Wednesday, June 30, 2010

Hines Distribution Cut
The news that Hines REIT is cutting its distribution is rippling through the broker / dealer community this morning.  Hines is dropping the annualized rate to 5% from 6%.  This is not a huge cut in the whole scheme of non-traded REIT distribution cuts.  Here is text from an email sent to broker / dealers today and the 8-K filed that was filed with the SEC:
The Hines REIT Board of Directors and management team has elected to reduce the dividend on the Hines REIT from 6% to 5% beginning July 1st.  Our management and board of directors believe that aligning our distributions with funds generated by our operations, including the results of certain property sales, and not with funds from offering proceeds or borrowings, is an important objective for the Company. We are proud that, other than our initial quarters of operations, we have been able to meet that objective.

Our portfolio continues to be well leased overall at 90%; however, given the economic environment, we have experienced a decline in occupancy and rental rates over the last few quarters, which have reduced our net operating income as we re-lease expiring space to new or existing tenants. Unfortunately, the downward trends in real estate fundamentals may continue for several more quarters before they begin improving, and the rebound may be slow. As a result of these market conditions, our board of directors has decided to reduce our current annual distribution rate from 6% to 5% (based on our last share price of $10.08 per share)* effective for the quarter beginning July 1, 2010, in order to maintain our practice of aligning distributions with our operating performance as described above. The reduction is not the result of liquidity needs such as debt maturities or pay downs or capital expenditure requirements of our properties. In fact, our liquidity position is quite solid and we have relatively low levels of debt maturities in the next 24 months. The reduction simply better aligns our distributions with our forecasted operating performance over the near term.

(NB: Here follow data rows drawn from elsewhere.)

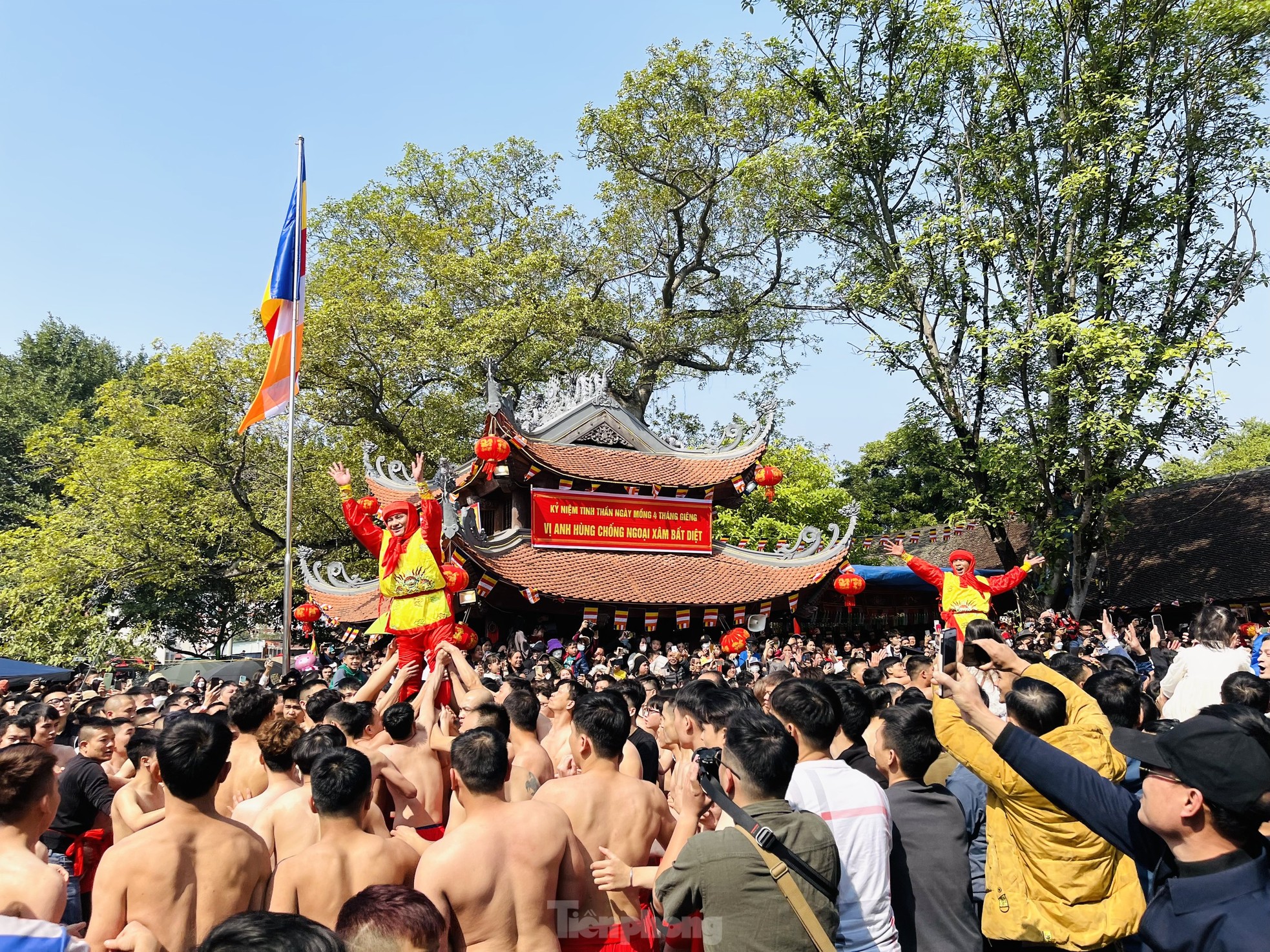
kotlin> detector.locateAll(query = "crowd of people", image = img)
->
[0,605,1270,952]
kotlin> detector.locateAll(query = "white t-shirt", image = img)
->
[785,760,899,952]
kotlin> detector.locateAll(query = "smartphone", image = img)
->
[961,631,1005,668]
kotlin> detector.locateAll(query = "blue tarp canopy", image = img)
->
[851,565,1002,592]
[0,657,72,678]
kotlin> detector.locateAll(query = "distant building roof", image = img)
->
[1106,467,1270,606]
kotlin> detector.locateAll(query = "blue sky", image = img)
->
[0,0,1270,458]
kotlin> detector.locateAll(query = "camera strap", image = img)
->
[697,773,838,904]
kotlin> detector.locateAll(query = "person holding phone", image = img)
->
[881,539,1045,642]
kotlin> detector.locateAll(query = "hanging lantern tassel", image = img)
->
[475,437,512,480]
[755,466,785,502]
[833,568,865,608]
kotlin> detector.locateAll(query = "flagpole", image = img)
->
[282,136,305,674]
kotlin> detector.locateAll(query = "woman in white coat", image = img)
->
[1160,605,1251,721]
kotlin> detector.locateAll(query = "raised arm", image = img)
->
[328,462,384,556]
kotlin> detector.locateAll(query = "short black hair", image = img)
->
[605,678,648,716]
[230,684,277,734]
[878,705,944,782]
[503,688,542,732]
[322,701,373,740]
[468,701,512,740]
[450,727,506,793]
[674,680,720,725]
[824,676,874,744]
[1005,678,1067,738]
[155,714,234,802]
[305,688,344,723]
[767,678,842,750]
[384,701,415,740]
[291,723,348,777]
[573,688,630,759]
[310,748,373,816]
[1045,651,1088,683]
[197,913,346,952]
[1219,672,1270,714]
[724,710,798,800]
[1085,672,1141,727]
[129,727,159,769]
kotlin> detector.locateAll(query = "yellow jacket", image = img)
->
[933,664,1145,952]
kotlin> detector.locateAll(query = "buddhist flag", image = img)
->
[239,140,309,433]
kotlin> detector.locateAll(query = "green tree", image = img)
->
[771,0,1270,612]
[1160,417,1270,482]
[578,42,815,419]
[0,315,140,530]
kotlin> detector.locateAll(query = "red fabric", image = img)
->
[949,548,992,595]
[560,919,653,952]
[66,827,114,893]
[380,500,419,575]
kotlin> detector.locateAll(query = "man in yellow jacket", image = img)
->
[933,639,1145,952]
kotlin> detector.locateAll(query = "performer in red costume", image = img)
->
[881,539,1045,641]
[330,453,455,705]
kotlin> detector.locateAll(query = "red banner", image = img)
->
[530,489,714,555]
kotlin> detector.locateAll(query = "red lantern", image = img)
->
[441,563,467,592]
[755,466,785,502]
[833,568,865,608]
[475,437,512,479]
[291,602,321,635]
[719,628,749,655]
[455,622,476,651]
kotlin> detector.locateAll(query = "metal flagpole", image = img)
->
[282,136,305,674]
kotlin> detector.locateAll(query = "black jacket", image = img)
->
[993,725,1270,952]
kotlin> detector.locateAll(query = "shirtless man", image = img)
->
[503,690,555,803]
[0,744,66,923]
[251,723,389,865]
[88,716,272,952]
[110,730,164,843]
[230,717,304,826]
[542,680,587,777]
[216,684,275,816]
[324,701,419,800]
[535,692,674,952]
[414,727,577,952]
[380,667,446,839]
[269,748,419,929]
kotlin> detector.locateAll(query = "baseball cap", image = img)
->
[1111,714,1270,812]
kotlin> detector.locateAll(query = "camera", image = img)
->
[692,748,723,783]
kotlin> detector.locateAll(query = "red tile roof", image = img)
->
[523,439,767,486]
[468,541,843,605]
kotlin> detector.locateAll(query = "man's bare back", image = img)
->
[251,786,389,865]
[535,763,674,926]
[269,829,419,929]
[380,731,446,827]
[88,803,269,952]
[216,734,269,816]
[414,800,573,952]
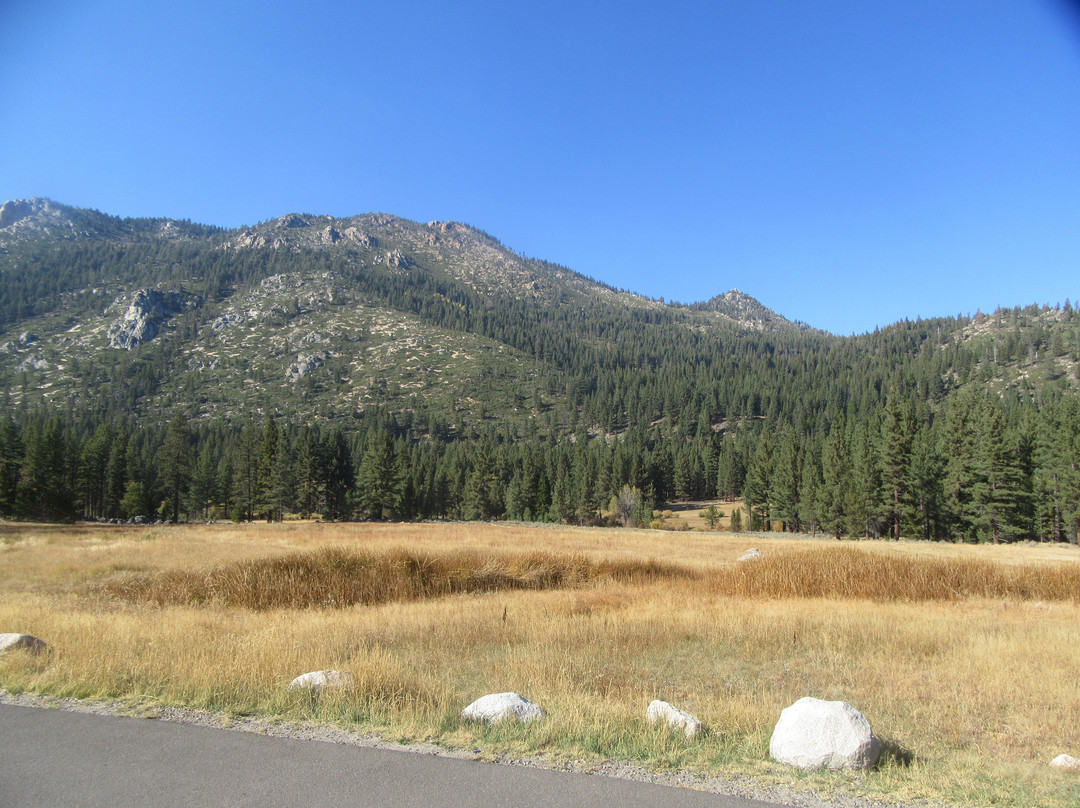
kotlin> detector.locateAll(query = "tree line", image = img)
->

The language above sounds prudent, but the Hines REIT's second quarter 10-Q is now a must-read (the excitement is palpable) to look behind the spin.  Bear in mind that Hines REIT stopped its share repurchase plan late last year, albeit the REIT's liquidity was the typical non-traded REIT limited liquidity.  Hines REIT also has the distinguishing feature of not having a set liquidity plan, such as a time frame to sell assets or list shares on an exchange.  Investors are going to have to learn to live with the REIT's 5% yield, or whatever yield they can get.  I guess my bigger question is given the declining distribution rate and Hines' statement on declining occupancy and lease rates, how valid is Hines REIT's Net Asset Valuation of $10.08 per share?